5 Comments for this entry

  • BriannaNichole

    Not so sure about the crunchy pumpkin pie, but loving your melanin challenged friend.

  • Laurie at mizwrite

    Hmmm … crunchy pumpkin pie, huh? Never thought of that! I’ll be sure to swing by to see how it turned out. I absolutely LOVE everything pumpkin-flavored, so I’m sure I’ll love it. Until I get your recipe for crunchy pumpkin pie, maybe I’ll satisfy my craving this weekend with some pumpkin yogurt and graham cracker topping at Golden Spoon. … 🙂

  • Wander Woman

    Hi Brianna and Laurie! I’m with you – isn’t anything pumpkin flavored delish? Well, most things. Pumpkin granola and pumpkin muffins – meh. But pumpkin PIE milkshakes, pumpkin PIE ice cream? It’s the “pie” part that makes it more heavenly.

  • SMMS

    I love your pumpkin friend!!! So cute…

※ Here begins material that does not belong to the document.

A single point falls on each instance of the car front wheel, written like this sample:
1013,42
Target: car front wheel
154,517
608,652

    While canned pumpkin is sooooooooo much easier than making your own pumpkin puree, making pumpkin puree is soooooooo much easier than it seems!

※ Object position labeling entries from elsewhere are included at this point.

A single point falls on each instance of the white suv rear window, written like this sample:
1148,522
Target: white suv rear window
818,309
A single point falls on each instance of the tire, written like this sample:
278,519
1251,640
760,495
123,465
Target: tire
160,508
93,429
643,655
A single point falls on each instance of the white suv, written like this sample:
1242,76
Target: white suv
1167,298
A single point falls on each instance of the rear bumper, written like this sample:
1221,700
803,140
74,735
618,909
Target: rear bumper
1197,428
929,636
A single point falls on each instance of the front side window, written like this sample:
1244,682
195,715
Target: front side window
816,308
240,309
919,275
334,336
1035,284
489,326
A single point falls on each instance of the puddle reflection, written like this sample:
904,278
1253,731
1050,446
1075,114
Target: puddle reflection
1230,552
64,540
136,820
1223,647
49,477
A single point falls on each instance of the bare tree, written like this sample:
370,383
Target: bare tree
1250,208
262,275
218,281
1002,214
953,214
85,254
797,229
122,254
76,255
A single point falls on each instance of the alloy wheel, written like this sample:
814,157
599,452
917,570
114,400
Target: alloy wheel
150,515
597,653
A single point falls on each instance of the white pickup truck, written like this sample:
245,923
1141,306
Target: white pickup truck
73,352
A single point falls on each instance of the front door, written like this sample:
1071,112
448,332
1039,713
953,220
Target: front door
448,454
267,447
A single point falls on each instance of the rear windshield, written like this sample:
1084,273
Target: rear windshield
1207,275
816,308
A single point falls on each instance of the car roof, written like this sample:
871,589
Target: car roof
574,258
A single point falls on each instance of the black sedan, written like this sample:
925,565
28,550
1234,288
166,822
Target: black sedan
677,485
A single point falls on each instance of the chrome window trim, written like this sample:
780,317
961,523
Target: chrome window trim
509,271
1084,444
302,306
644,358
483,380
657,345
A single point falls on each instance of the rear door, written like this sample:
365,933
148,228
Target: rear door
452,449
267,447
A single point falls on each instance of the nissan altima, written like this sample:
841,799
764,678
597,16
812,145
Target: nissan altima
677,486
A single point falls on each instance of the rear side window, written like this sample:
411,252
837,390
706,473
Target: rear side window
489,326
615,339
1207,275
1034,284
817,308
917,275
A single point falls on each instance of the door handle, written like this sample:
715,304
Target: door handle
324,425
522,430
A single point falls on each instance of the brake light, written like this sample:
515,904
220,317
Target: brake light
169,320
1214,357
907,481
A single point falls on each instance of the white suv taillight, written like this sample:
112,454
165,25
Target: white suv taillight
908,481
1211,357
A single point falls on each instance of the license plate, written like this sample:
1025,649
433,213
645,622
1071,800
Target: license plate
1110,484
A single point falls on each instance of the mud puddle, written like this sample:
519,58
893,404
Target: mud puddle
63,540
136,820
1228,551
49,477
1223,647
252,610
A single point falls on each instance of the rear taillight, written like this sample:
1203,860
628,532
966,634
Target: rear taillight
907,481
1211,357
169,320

    1)Just cut out the stem of your pumpkin, 2)gut all the seeds and stringy innards, 3)quarter the pumpkin and then half the quarters (to yeild 8 slices that look like canteloupe slices), 4) Put a little vegetable oil in the bottom of a baking pan large enough to fit all 8 slices, 5) Bake slices for 90 minutes at 350 degrees, then let cool, 6) scrape out flesh and blend or food process for about 3 mins, 7) take the puree and place in a cheese cloth-lined collander and let set for 10 hours or overnight to drain moisture, 8) Put puree in an air-tight container and use within a week or freeze for up to a year!

    Although there are about 7 more steps to making your own pumpkin puree than buying it canned, at least you can brag about making your own when you serve up your pumpkinny fall creations!! A perfect project for a rainy Sunday, no?

  • SMMS

    P.S., What did you name your pumpkin friend?? And is he still alive??